Durant son keynote, Faraday Future parlait du FFZERO1 comme étant aux voitures ce que l’iPhone est aux téléphones. Il est pourtant impossible d’établir une quelconque comparaison entre ces deux produits. Le véhicule présenté lundi n’est qu’un concept, et n’a aucune ambition de production. Faraday Future a même insisté sur le nombre limité de véhicules qui pourraient être produits.

Par ailleurs, les voitures de Tesla, précurseur des véhicules électriques, peuvent parfaitement s’intégrer au cadre de la vie de tous les jours. Avec un minimum de 5 places, l’entreprise d’Elon Musk propose des voitures répondant au contexte familial.
La FFZERO1 ne propose qu’une seule et unique place. Elle satisfera donc son pilote qui profitera de performances magistrales mais ne répond en rien à une révolution automobile. D’ailleurs, l’entreprise ne communique pas sur la capacité de sa batterie.
Si Tesla avait prouvé qu’on pouvait avoir un véhicule 100% électrique sans perdre en performance et en autonomie, Faraday Future n’apporte de solution à aucun de ces problèmes.

Faraday 4.jpg

Image promotionnelle utilisée par l’entreprise avant de dévoiler son premier modèle. (Crédit photo : Faraday Future)

 

Faraday Future n’est pas le « tueur de Tesla » qu’il promettait, pas non plus l’imposteur que certains prédisaient.

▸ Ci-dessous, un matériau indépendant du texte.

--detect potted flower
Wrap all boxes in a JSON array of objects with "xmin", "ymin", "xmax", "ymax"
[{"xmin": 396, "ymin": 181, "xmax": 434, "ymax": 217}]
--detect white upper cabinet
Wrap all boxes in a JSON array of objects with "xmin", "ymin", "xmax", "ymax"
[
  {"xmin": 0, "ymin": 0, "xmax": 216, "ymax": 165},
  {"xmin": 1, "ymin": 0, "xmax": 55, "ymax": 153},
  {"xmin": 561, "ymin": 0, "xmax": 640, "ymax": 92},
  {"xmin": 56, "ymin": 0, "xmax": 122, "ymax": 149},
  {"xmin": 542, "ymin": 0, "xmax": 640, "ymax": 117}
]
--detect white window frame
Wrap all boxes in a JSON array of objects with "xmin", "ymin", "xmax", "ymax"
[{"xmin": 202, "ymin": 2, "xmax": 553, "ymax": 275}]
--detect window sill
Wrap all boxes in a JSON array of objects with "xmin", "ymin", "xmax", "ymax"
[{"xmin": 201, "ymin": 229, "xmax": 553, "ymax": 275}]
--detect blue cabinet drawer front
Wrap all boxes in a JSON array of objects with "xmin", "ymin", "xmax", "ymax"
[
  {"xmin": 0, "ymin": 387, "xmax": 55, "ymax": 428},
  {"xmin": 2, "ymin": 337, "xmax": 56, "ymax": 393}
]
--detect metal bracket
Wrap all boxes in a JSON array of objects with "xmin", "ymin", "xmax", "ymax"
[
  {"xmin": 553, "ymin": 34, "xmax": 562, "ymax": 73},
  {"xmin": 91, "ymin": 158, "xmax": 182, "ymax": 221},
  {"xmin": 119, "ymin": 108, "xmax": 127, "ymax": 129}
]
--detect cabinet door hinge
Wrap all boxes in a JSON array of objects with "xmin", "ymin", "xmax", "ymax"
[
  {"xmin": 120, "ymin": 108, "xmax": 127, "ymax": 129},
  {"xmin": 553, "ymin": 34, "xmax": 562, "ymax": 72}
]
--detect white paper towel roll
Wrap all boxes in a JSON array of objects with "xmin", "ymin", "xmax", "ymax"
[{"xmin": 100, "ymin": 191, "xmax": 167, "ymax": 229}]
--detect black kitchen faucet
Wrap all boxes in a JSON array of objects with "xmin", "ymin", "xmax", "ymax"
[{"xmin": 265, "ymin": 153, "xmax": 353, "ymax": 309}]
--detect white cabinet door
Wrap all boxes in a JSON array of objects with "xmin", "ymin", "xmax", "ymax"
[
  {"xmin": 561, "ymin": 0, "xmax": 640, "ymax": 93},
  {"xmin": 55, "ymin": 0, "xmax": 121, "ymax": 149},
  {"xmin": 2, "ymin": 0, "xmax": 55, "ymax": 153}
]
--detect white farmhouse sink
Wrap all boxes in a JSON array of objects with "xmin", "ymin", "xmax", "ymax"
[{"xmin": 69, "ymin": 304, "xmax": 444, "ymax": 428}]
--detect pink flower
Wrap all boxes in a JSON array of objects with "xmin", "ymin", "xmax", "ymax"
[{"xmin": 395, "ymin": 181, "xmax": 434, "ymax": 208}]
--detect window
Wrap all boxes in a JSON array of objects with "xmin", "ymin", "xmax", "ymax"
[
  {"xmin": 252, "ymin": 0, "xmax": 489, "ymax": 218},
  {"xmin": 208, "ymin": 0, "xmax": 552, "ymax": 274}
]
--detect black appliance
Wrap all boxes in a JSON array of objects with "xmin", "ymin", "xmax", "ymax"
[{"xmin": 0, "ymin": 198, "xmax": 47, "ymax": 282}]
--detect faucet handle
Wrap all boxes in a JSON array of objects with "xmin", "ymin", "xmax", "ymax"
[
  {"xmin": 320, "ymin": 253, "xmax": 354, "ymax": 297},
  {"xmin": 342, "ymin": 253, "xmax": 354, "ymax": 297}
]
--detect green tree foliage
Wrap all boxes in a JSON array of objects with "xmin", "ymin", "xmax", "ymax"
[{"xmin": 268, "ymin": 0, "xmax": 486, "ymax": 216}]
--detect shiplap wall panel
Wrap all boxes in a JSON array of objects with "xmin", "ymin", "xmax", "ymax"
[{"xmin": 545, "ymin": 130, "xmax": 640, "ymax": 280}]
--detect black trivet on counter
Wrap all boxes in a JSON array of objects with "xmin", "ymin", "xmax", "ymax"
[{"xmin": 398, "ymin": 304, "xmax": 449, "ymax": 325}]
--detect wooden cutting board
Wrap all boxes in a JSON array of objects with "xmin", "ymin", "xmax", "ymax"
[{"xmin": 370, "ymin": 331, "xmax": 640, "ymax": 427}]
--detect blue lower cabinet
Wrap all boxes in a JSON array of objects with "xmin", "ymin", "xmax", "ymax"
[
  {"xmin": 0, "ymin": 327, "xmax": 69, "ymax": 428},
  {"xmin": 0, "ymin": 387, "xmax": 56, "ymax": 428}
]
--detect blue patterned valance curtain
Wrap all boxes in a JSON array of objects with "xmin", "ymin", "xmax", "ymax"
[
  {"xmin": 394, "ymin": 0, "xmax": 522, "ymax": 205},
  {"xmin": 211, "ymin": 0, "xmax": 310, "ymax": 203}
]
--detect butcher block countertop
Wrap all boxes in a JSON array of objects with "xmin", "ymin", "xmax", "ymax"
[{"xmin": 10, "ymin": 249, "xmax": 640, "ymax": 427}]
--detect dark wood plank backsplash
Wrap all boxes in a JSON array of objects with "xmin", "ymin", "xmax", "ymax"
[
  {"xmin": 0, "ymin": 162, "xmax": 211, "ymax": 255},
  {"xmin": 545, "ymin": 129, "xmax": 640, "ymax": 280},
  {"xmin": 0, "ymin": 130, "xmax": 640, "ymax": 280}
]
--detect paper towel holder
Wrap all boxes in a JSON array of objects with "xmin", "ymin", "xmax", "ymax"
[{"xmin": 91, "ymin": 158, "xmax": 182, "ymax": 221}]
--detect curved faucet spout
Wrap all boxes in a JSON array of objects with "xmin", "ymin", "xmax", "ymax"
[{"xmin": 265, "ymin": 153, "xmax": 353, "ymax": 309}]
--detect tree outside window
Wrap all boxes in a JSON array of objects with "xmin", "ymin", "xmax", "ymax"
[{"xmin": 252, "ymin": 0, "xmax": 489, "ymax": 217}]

L’entreprise insiste sur le fait que ce premier modèle servira de base pour les modèles qui sortiront un jour. Le FFZERO1 est ridicule, tout en étant absolument génial.
Il y aura certainement une longue route à parcourir pour permettre à Faraday Future de s’imposer dans le marché automobile. Ce modèle d’hypercar est certainement la première étape pour créer un empire, et l’étendre à travers des véhicules pour tous.

Faraday 5.jpg

Richard Kim, Ding Lei et Nick Sampson de Faraday Future, au CES de Las Vegas le 4 janvier. (Crédit photo : Faraday Future)

En attendant, Volkswagen tenait une conférence le 6 janvier dans laquelle elle annonçait le Budd-e, véhicule 100% électrique qui s’attaquera à Tesla. Par ailleurs, ce même Tesla annoncera en Mars le Model 3, son premier véhicule véritablement accessible financièrement.